In the middle of the pandemic, I got an e-mail asking whether I had access to data from the experiments behind a paper I’d published in 2014. Three months later, I requested that the paper be retracted. The experience has not left me bitter: if anything, it brought me back to my original motivation for doing research.

The query was about work I was proud of. My colleagues and I had asked dozens of participants in a brain-imaging experiment to solve a visual task, which was either hard or easy. We wanted to know how distraction affects the processing of irrelevant stimuli. Our results suggested that distraction blurs the representation of images in the brain’s visual cortex, inducing a sort of neural tunnel vision. Exciting stuff, we thought at the time. It turns out that it might have been a statistical artefact.

It helped that I knew the researcher who had raised the alarm — Susanne Stoll, a PhD student with neuroscientist Sam Schwarzkopf at University College London (UCL). At a 2019 conference in Brussels, we had discussed her perplexing results in a project that built on the work I’d done during my PhD, in collaboration with Sam and others.

Susanne and her co-workers never treated me as a suspect, but as a colleague in the same boat. We all wanted to know what on earth was going on with her unexpected results. They told me how a problem with the analysis might have affected my study (and possibly many others). It involved regression towards the mean — when noisy data are measured repeatedly, values that at first look extreme become less so. I was sceptical. After all, the effects in my paper were the opposite: parameter values moved away from the mean.

We set up a video meeting, and decided that Susanne would go through simulations, and I would go through my old data, if I could dig them up. That was a challenge. Only months before, my current university had suffered a cyberattack, and access to my back-up drive was prohibited at first. It would have been easy to tell the others that the data were gone (as happens all too frequently).

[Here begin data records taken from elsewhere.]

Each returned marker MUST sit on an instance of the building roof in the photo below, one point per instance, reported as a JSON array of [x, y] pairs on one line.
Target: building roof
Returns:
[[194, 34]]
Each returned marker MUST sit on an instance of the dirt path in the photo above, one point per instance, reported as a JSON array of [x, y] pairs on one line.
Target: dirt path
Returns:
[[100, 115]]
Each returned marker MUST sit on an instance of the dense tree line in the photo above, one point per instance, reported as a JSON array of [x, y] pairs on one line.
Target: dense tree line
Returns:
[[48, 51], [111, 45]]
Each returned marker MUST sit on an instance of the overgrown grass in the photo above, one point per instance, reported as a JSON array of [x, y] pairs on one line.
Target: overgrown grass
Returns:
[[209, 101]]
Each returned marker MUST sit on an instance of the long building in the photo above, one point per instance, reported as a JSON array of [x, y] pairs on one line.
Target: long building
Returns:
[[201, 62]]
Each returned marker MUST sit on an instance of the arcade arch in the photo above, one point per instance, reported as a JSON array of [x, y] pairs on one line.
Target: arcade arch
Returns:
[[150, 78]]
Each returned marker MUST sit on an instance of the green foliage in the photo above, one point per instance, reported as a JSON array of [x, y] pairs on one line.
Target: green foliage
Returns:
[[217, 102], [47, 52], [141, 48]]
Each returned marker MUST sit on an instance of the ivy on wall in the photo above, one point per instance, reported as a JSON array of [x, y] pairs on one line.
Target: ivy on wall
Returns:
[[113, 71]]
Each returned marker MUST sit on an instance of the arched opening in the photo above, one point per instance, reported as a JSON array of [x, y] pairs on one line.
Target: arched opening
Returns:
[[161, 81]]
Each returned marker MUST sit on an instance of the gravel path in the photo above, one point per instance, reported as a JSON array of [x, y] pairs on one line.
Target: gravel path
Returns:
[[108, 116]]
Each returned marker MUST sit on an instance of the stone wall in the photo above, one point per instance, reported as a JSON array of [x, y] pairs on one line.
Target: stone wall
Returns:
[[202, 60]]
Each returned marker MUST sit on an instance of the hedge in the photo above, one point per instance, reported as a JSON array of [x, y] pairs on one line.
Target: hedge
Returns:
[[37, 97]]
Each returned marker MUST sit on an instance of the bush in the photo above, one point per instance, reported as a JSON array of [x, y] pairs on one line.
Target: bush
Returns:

But Susanne and Sam wanted to crack the mystery — and that curiosity was contagious. I spent a week piecing together the necessary files and coding a pipeline to reproduce the original findings. To my horror, I also reproduced the problem that Susanne had found. The main issue was that I had used the same data for selection and comparison, a circularity that crops up again and again. That this could be a problem in our particular context didn’t dawn on me and my colleagues — nor on anyone else in the field — before Susanne’s discovery. The resulting biases were very different from the textbook example, and became apparent only through simulations and stress tests of the data.

Suddenly, everything felt much more serious. I immediately drafted a summary of my findings and sent them to my original co-authors, complete with a first draft of a retraction note. I will never forget the reply from my PhD adviser, Geraint Rees at UCL. His e-mail began: “Great that we’ve persisted in attempting to understand our methodology and findings!” He encouraged me to dig deeper and run an unbiased analysis. This showed trends in the direction of our original findings, but these were much less robust than we had thought.

So, we decided to retract. Our retraction notice explains what happened and points to a technical paper led by Susanne, so that others can learn from our mistakes (S. Stoll et al. Preprint at bioRxiv; 2020). Over the years, the field of neuroimaging has discovered a number of possible pitfalls, and has changed its practices accordingly. My hope is that we can contribute to this evolution and foster improvements such as sanity checks with simulated data.

But the lessons here go beyond the technical.

I think that most scientists would like to be more critical of their data and conclusions, because they are driven by the simple desire to learn. However, we all face career incentives that punish flagging up mistakes and negative results. So far, my co-authors and I have not experienced repercussions from our retraction, but we were willing to face the risks. As a junior principal investigator without tenure, juggling pandemic home-schooling and remote working, I’m acutely aware of how costly a reanalysis and retraction is in terms of time and CV points. As a student, I was even told never to attempt to replicate before I publish. That is not a career I would want — luckily, my PhD adviser taught me the opposite.

What we need are incentives that foster the openness and curiosity that motivated us to become researchers in the first place. Painting each other as villains, trying to oversell or hide data or embarking on a witch-hunt will only achieve the opposite.

Seeing each other as peers with the common goal of understanding the world is win–win. When I started publishing my data and code in 2017, it was because I knew how much my own research could benefit from others doing the same. That desire to know is what kept Susanne exploring puzzling results, what led me to re-analyse my data and what encouraged our colleagues to support us along the way.

Scientific progress will always involve the detection and correction of errors. Some tenure committees and grant agencies have started asking candidates whether they practise open science. I suggest they add: ‘What have you learnt from your mistakes?’